Fig. 4 |. Limitations of stable-isotope tracing studies in patients with cancer.

a, It is not possible to determine absolute metabolic flux (that is, absolute rates of pathways) from steady-state isotope labelling alone. In an isotope tracing experiment using [¹³C]glucose as the tracer, metabolite labelling depends on several factors, including the speed of turnover and the relative contribution of glucose to the pool. As shown in the graph, similar labelling at the time of sampling can occur even when the metabolic properties of the tissue differ. b, Secondary tracers, that is, labelled metabolites in the circulation arising from metabolism of the initial tracer, must be considered when analysing metabolite labelling in the tumour. In this example, [¹³C]glucose is introduced into the blood and is the initial source of all ¹³C labelling that ensues. However, as [¹³C]glucose circulates, it is taken up by the tissues such as muscles and converted to other metabolites, particularly [¹³C]lactate, which may then be released into the blood. Over time, circulating lactate becomes appreciably labelled, allowing ¹³C to enter tumour cells as either [¹³C]glucose or [¹³C]lactate. Therefore, ¹³C labelling within tumour cells may arise either from glycolysis using [¹³C]glucose as a substrate or from uptake of blood-borne [¹³C]lactate. c, Exchange fluxes contribute to ¹³C labelling patterns. In the illustration, circulating [¹³C]lactate is taken up by tumour cells and contributes to labelling of pyruvate, acetyl-CoA and tricarboxylic acid (TCA) cycle intermediates (red pathway). However, several steps of this pathway are rapid and bidirectional. These include lactate transport by monocarboxylate transporters (MCTs) on the plasma membrane, interconversion of lactate and pyruvate by lactate dehydrogenase (LDH) and pyruvate transport into the mitochondrial matrix by the mitochondrial pyruvate carrier (MPC). Metabolite labelling therefore does not mean that tumour cells have a net consumption of lactate, because lactate efflux and other exchange reactions may equal or exceed lactate uptake and metabolism. Note that PDH is irreversible, so labelling of acetyl-CoA and TCA cycle intermediates implies bona fide flux through the PDH reaction.

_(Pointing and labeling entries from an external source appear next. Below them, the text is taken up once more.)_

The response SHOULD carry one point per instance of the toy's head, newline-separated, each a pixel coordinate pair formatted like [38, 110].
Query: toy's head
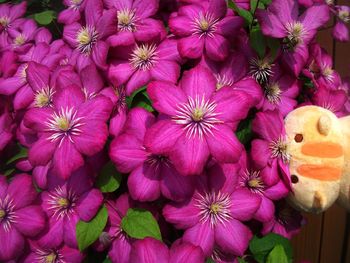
[317, 157]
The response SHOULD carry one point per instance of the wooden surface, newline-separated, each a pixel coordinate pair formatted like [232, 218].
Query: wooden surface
[326, 237]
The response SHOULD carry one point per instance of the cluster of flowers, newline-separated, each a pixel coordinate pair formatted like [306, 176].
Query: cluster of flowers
[67, 102]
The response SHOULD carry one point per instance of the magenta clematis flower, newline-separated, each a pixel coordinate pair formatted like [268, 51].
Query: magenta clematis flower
[52, 254]
[264, 183]
[89, 39]
[204, 28]
[197, 121]
[212, 217]
[73, 11]
[150, 250]
[65, 203]
[270, 149]
[10, 15]
[151, 174]
[19, 217]
[71, 128]
[281, 20]
[144, 63]
[320, 68]
[287, 221]
[280, 92]
[135, 23]
[120, 243]
[340, 30]
[333, 100]
[7, 125]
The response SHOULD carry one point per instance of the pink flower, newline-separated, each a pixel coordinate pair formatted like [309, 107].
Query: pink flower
[151, 174]
[19, 217]
[197, 121]
[204, 28]
[212, 217]
[341, 31]
[71, 128]
[89, 38]
[280, 92]
[270, 149]
[73, 11]
[150, 250]
[281, 20]
[333, 100]
[47, 254]
[264, 183]
[145, 62]
[65, 203]
[135, 23]
[320, 68]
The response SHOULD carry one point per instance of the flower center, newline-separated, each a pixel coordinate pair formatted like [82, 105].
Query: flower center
[86, 38]
[197, 117]
[214, 207]
[62, 202]
[222, 81]
[126, 20]
[51, 258]
[279, 150]
[157, 160]
[273, 93]
[20, 40]
[63, 124]
[204, 25]
[7, 214]
[43, 98]
[253, 181]
[144, 56]
[260, 69]
[296, 33]
[2, 213]
[327, 72]
[344, 15]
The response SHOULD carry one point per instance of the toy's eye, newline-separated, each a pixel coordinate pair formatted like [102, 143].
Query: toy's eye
[294, 179]
[298, 137]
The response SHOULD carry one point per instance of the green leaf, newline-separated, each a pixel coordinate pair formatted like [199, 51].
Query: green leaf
[140, 223]
[257, 41]
[109, 179]
[23, 153]
[88, 232]
[261, 247]
[248, 17]
[45, 18]
[244, 131]
[277, 255]
[129, 100]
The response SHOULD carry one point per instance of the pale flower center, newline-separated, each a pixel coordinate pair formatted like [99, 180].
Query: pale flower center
[126, 20]
[273, 93]
[20, 40]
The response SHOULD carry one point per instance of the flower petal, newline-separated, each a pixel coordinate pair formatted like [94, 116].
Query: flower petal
[30, 220]
[233, 237]
[202, 235]
[166, 97]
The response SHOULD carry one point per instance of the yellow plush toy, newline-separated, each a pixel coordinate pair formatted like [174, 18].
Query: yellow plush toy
[319, 146]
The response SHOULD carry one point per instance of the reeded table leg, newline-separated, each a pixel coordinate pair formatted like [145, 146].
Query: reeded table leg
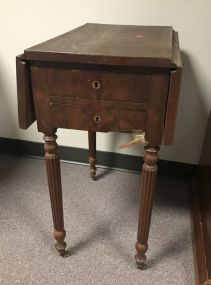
[148, 180]
[92, 153]
[55, 189]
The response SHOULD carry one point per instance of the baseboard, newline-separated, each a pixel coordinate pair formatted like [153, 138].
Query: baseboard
[200, 261]
[107, 159]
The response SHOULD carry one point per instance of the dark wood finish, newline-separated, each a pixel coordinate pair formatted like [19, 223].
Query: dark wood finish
[173, 97]
[26, 114]
[201, 212]
[104, 78]
[148, 180]
[109, 44]
[55, 189]
[92, 154]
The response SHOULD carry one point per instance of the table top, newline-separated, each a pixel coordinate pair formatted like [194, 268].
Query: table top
[110, 44]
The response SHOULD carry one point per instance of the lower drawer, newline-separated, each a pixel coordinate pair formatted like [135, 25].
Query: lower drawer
[96, 119]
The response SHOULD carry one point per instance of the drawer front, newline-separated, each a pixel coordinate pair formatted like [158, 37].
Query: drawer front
[96, 119]
[100, 85]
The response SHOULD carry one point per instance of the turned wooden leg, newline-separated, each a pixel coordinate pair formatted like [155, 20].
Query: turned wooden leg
[55, 189]
[92, 154]
[148, 180]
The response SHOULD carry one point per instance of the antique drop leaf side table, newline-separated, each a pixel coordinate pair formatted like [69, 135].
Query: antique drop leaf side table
[102, 78]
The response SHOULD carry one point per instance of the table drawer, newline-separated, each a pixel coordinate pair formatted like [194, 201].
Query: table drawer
[98, 85]
[96, 119]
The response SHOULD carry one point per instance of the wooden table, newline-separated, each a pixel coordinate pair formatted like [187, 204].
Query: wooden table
[102, 78]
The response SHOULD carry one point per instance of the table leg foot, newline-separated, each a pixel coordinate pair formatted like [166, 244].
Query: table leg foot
[92, 154]
[140, 257]
[55, 189]
[61, 244]
[148, 180]
[92, 171]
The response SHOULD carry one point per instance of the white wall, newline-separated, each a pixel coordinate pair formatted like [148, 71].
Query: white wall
[25, 23]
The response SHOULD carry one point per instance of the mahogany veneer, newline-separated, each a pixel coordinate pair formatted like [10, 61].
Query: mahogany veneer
[102, 78]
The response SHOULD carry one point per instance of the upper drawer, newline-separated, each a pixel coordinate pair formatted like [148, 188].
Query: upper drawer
[98, 85]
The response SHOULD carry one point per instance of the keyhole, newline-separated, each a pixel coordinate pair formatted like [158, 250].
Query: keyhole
[97, 119]
[96, 84]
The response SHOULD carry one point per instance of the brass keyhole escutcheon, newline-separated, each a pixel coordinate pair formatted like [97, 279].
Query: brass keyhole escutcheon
[96, 84]
[97, 119]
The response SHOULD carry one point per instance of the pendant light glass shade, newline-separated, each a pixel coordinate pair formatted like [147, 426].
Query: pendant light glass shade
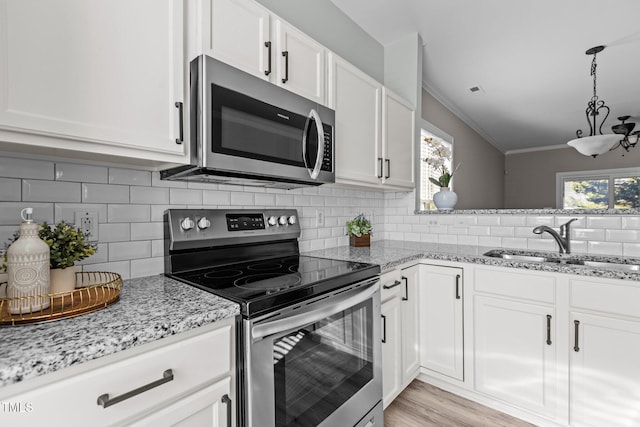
[594, 145]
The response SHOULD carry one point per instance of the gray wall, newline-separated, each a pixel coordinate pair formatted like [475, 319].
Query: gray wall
[531, 177]
[329, 26]
[479, 182]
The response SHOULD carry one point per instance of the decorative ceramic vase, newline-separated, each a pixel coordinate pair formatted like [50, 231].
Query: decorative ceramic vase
[62, 279]
[28, 269]
[445, 199]
[364, 240]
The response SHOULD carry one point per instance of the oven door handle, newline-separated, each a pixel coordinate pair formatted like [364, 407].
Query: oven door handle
[311, 315]
[313, 114]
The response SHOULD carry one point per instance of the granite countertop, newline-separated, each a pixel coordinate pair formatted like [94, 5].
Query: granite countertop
[149, 309]
[392, 253]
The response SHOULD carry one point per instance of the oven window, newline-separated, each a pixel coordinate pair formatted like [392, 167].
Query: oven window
[247, 127]
[319, 367]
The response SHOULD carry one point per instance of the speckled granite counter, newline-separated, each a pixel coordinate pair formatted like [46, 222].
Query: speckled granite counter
[150, 308]
[391, 253]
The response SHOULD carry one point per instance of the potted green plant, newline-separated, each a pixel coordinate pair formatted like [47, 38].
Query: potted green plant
[359, 231]
[68, 245]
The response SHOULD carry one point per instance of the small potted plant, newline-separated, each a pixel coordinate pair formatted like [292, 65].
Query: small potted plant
[359, 231]
[67, 246]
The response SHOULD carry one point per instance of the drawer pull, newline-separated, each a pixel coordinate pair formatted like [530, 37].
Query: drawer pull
[396, 283]
[227, 401]
[105, 401]
[406, 289]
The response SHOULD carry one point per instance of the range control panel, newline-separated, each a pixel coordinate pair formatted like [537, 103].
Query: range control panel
[197, 228]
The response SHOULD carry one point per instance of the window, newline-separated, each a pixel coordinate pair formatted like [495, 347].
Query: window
[600, 189]
[426, 188]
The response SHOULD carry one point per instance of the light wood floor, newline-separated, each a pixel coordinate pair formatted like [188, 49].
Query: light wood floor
[423, 405]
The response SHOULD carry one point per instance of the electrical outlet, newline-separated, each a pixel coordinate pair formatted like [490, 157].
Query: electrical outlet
[87, 222]
[319, 218]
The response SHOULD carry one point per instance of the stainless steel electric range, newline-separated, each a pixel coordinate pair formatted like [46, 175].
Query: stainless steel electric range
[308, 345]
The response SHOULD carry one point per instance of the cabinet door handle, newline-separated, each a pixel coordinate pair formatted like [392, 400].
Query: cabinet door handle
[268, 70]
[286, 66]
[227, 401]
[406, 289]
[105, 401]
[180, 139]
[384, 328]
[393, 285]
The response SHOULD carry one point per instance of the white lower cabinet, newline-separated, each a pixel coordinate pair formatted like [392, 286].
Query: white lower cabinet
[441, 320]
[180, 381]
[515, 355]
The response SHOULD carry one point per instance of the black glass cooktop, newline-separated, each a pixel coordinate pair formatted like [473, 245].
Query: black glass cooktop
[266, 285]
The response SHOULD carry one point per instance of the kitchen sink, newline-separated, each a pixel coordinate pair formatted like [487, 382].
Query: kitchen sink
[588, 261]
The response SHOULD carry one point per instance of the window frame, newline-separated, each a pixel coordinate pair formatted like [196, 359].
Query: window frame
[610, 174]
[439, 133]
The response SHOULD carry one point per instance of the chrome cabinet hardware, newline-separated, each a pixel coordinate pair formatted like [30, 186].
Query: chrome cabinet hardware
[180, 138]
[105, 401]
[268, 70]
[393, 285]
[286, 66]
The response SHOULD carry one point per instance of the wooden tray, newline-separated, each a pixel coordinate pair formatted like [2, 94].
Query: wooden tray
[94, 290]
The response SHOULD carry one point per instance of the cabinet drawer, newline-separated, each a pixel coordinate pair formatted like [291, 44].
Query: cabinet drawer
[609, 297]
[391, 284]
[193, 362]
[524, 285]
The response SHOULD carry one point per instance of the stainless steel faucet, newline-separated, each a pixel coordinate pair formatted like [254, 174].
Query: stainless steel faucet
[563, 238]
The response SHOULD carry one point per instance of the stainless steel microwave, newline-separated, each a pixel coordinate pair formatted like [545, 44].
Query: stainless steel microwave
[248, 131]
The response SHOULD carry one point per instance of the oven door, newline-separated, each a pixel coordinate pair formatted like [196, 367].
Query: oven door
[316, 365]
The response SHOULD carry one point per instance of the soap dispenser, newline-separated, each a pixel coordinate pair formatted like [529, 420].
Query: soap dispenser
[28, 269]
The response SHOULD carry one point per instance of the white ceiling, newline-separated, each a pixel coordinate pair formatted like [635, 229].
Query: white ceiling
[528, 56]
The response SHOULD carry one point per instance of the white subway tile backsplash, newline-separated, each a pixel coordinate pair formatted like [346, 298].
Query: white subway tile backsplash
[129, 177]
[105, 193]
[10, 189]
[119, 232]
[81, 173]
[50, 191]
[26, 169]
[128, 213]
[10, 212]
[121, 251]
[185, 196]
[149, 195]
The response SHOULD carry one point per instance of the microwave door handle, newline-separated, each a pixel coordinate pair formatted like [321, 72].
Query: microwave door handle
[313, 114]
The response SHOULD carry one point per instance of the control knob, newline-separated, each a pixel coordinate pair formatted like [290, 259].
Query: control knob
[204, 223]
[187, 224]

Fig. 5 |. Future directions of research in cancer metabolism in vivo.

Upper left, using additional stable-isotope tracers such as [¹³C]glutamine, [¹⁵N]glutamine, [¹³C]acetate, [¹³C]serine and [¹⁵N]serine to probe cancer metabolism would reveal new information about tumour nutrient preferences. Performing glucose or glutamine infusions and sampling early timepoints could reveal tricarboxylic acid (TCA) cycle flux. Upper right, applying quantitative frameworks such as metabolic flux analysis to integrate multiple data types could help determine metabolic fluxes in tumours. Metabolic flux analysis is a quantitative framework that integrates metabolic data, such as nutrient production and consumption measured by sampling tumour draining veins and nutrient contributions measured by tracer infusion, using a mass balance constraint to infer other unmeasured fluxes. Lower left, future tracing studies should assess metabolism in more tumour types and at different clinical stages, with an emphasis on determining how stage and treatment status alter metabolic fluxes. For example, it is unknown whether pre-cancerous lesions, primary tumours and metastases differ in their metabolism. Additionally, if chemotherapy alters metabolic fluxes in cancer cells, this could uncover synthetic lethalities that might improve therapeutic responses over the current standard of care. Lower right, measuring the metabolism of specific cell types within tumours, including immune cells and fibroblasts, is an important future direction. This could potentially be achieved by fast sorting of different cell types from tumours or by spatial mass spectrometry analysis of tumour slices.